Non-overlapping compound-target profiles are extracted from the five most comprehensive (and manually curated) databases, namely, ChEMBL²¹, BindingDB²², GtopDB²³, DrugBank²⁴, and DGiDB²⁵. The compound identifiers in these databases are mapped into standard InChIKeys and SMILES using UniChem²⁶ and PubChem²⁷, respectively, whereas identifiers for target proteins are mapped to UniProt identifiers²⁸. The combined non-overlapping compounds from the five databases exceed 2M with approximately 15,000 targets. These comprehensive datasets are extracted using the application programmable interfaces (APIs), standalone text files, and SQL dumps. The first three databases, ChEMBL, BindingDB and GtopDB, provide quantitative bioactivity data, such as measurements in terms of IC₅₀, K_d, and K_i, whereas DrugBank and DGiDB contain unary but experimentally verified compound-target interactions. In addition to active or potent compound-target profiles in ChEMBL, BindingDB and GtopDB, there exists a big proportion of in-active compound-target profiles (concentration > 10,000 nM). These in-active compound-target profiles could jeopardize the analysis in the proposed research. Therefore, in this analysis, we consider only potent compound-target profiles (concentration is ≤ 1000 nM)²⁹. Hence, we have left with 788,078 compounds and 8754 protein targets. Potent target profiles for these ~ 0.8 M compounds are already integrated and publicly available in MICHA³⁰.
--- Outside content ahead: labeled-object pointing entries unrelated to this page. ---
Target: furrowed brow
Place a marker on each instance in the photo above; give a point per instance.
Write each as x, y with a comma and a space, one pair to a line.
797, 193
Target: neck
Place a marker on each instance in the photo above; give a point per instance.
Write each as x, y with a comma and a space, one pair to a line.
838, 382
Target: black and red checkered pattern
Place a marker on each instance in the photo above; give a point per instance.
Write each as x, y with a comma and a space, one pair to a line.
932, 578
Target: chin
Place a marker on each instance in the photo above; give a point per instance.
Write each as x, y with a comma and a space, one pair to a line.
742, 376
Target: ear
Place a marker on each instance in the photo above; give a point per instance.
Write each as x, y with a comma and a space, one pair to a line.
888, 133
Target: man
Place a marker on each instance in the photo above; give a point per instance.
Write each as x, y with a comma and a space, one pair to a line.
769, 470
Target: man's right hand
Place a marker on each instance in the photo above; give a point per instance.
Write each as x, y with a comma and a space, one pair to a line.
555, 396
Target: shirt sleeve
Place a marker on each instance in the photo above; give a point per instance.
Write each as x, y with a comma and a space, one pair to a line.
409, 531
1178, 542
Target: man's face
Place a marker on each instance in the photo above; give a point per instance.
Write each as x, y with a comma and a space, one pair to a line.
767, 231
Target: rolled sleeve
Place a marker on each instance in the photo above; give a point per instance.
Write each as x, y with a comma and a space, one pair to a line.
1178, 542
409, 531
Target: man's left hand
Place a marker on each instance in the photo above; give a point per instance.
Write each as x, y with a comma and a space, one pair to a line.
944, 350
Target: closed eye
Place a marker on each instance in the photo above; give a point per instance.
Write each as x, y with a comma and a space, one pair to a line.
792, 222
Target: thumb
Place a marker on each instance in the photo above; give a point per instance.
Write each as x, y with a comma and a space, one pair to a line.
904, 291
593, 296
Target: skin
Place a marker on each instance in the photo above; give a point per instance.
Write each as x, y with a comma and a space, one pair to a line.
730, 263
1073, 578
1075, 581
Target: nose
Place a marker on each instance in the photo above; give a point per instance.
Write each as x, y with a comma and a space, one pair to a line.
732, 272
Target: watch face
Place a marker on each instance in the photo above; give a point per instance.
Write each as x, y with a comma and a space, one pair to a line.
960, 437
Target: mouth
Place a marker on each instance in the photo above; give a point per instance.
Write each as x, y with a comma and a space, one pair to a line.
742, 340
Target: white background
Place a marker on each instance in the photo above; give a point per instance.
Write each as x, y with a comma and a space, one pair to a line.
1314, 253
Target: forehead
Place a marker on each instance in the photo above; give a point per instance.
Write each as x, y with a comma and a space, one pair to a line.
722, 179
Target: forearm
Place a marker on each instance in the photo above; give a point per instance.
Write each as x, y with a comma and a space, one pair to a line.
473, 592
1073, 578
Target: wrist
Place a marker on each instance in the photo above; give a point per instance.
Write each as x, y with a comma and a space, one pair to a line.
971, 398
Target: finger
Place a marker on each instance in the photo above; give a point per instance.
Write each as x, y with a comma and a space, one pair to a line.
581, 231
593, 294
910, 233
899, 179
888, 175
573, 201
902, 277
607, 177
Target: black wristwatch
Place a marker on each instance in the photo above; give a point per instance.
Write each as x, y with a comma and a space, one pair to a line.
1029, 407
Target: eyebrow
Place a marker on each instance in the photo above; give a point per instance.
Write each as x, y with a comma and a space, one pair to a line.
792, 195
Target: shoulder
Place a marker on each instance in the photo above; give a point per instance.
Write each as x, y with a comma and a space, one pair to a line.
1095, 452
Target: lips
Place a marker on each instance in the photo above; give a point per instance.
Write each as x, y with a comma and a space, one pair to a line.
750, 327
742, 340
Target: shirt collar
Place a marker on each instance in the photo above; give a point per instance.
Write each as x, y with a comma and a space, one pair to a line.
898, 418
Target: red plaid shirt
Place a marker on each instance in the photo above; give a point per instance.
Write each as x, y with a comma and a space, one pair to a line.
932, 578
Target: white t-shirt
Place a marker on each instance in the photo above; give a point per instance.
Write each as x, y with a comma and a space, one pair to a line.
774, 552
Disease-gene associations and PPI networks

To support the large-scale drug repurposing, we integrated manually curated disease-gene associations from DisGeNET²⁰. There are 9,703 genes, 11,181 diseases and 84,038 associations. These curated disease-gene associations are provided in Supplementary file 2.
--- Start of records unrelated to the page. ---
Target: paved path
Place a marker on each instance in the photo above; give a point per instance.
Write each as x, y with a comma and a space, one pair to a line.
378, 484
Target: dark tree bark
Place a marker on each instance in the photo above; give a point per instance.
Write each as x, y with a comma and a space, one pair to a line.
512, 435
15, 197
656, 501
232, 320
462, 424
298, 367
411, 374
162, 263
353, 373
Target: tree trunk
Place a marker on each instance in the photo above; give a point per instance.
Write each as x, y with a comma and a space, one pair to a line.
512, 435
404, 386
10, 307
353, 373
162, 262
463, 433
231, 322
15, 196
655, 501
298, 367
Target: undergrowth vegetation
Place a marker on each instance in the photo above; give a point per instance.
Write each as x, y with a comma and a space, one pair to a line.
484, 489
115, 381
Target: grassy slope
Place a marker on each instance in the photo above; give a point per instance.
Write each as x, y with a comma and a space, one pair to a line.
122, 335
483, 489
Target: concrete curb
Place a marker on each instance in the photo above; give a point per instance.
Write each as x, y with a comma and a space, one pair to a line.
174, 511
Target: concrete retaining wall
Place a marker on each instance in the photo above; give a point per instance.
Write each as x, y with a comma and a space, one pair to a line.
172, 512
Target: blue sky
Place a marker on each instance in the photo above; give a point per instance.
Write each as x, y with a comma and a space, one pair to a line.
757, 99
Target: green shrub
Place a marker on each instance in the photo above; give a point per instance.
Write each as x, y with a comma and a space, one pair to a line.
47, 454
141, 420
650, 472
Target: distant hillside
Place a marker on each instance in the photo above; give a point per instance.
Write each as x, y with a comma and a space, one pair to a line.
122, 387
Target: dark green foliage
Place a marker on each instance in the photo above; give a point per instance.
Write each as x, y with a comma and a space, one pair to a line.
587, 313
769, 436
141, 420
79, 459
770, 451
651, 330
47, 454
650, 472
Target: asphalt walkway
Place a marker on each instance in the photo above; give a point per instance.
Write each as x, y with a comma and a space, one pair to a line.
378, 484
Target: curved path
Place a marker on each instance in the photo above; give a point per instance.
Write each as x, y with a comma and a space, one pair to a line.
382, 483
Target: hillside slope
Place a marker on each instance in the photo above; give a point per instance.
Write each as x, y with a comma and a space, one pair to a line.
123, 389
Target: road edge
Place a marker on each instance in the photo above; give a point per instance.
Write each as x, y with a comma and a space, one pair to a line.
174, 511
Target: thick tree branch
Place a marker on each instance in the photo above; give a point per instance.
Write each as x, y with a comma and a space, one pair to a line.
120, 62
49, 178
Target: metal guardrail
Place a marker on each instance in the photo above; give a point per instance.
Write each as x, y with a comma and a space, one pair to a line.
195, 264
We have downloaded the protein–protein interactions (PPI) data from Cheng et al.³¹. They have manually curated high-quality human interactome based on five experimental types, (1) PPIs tested by high-throughput Y2H systems, (2) kinase-substrate interactions by literature-derived low-throughput experiments, (3) kinase-substrate interactions from high-throughput experiments, (4) curated PPIs identified by affinity purification and (5) signalling network by literature-derived low-throughput experiments. They have collected PPIs from databases such as IntAct³², InnateDB³³, PINA³⁴, HPRD³⁵, MINT³⁶ and BioGRID³⁷. So, instead of collecting from a particular database, we preferred to use the precompiled PPIs in Cheng et al. The extracted dataset contains 16,677 proteins and 243,603 PPIs.

Methods

There are 788,078 compounds for which at least one potent target (concentration is ≤ 1000 nM) exists in any of the five DTI databases. We call these agents candidate compounds to be rescued or repurposed. For each candidate compound, the DrugRepo score is computed as the average of three component scores, OCTS, TC, and CDS, derived from comparing each candidate compound to 1091 approved drugs (Fig. 1). Similarly, we have computed DrugRepo scores between approved drugs for a particular disease and drugs approved for other diseases (drug repurposing). We have considered only those cases where the structural similarity between the approved drug and candidate compound is ≥ 0.2. This way, we have been left with 2,207,367 scores.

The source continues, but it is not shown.